We drove for a good half hour over rough terrain, across dry creek beds and wound our way into the canyon wash. There are washes everywhere across the desert sand. Washes are like gullies or small canyons where the flood water flows when the mountain rains come. This one gradually became wider and the walls of the canyon began to rise up higher and higher.
Finally we came to a broken down wire gate that closed off the canyon. The gate was pulled open and everyone climbed out of the truck and started hiking into the hot sun. Soon we saw several appaloosas grazing on a ridge. That is what the fence was for.

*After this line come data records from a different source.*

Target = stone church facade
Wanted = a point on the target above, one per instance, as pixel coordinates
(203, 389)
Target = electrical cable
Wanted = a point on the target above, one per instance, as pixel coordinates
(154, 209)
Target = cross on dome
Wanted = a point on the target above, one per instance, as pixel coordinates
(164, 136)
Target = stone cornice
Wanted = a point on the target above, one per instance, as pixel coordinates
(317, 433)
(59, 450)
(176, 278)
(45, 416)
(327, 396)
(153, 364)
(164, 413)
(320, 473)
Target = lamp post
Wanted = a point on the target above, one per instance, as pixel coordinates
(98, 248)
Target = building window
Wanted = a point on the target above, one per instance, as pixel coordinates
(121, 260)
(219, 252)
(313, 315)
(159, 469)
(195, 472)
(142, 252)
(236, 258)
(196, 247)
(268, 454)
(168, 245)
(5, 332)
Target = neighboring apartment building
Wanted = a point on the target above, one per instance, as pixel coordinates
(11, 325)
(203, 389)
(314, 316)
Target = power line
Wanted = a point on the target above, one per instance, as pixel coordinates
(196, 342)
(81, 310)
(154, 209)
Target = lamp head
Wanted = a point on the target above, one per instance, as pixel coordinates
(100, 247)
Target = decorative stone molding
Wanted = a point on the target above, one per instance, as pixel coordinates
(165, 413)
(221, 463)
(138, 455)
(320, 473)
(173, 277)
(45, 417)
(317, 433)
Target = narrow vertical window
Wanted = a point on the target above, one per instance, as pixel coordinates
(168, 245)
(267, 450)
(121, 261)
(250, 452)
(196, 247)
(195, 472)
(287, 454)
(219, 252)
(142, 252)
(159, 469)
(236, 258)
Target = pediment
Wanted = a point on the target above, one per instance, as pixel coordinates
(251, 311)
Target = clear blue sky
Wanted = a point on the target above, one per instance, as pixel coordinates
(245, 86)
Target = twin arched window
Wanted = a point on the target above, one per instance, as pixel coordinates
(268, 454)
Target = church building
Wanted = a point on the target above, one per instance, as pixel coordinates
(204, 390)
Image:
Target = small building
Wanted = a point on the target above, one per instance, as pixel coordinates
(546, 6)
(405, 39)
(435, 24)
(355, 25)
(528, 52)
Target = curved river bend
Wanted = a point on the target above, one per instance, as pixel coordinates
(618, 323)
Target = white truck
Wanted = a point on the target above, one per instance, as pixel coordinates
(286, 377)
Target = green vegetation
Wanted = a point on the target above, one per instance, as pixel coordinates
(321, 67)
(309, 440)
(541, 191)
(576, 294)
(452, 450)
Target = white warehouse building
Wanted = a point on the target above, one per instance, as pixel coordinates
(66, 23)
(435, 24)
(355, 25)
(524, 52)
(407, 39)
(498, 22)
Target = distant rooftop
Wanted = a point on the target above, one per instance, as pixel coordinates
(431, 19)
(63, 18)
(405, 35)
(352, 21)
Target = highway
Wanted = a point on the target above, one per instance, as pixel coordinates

The canyon walls rose higher and higher and there was now some shade for relief from the August heat. Huge overhangs created natural caves and in some places we saw markings that looked like abstract art. It was art created by the Anasazi centuries ago.
White House Ruins from Canyon De Chelly

 Looking up we saw black sediment that created dramatic streaks of color as it ran down from the top of the canyon wall. The ruins were built into the walls and you could climb up and explore the spaces. There were small rooms made of ancient adobe that connected along a narrow ledge. Pieces of pottery shards were scattered amidst the rocks and sand at the base of the vertical wall. I could imagine children playing in the ruins which were used as shelters for the Navajo's sheep. There was no certain explanation for the Anasazi: Where did they come from? How long had they lived there? Where did they disappear to? You can read about them and get some answers: ANASAZI

I handled the shards, examining them and wondering who made each one and what it looked like before it was shattered. They were beautiful. Each piece was textured with a design or painted with a diagram. The amazing thing was that these small pieces of history still existed. The Anasazi have been gone for hundreds of years but remnants of their art was everywhere.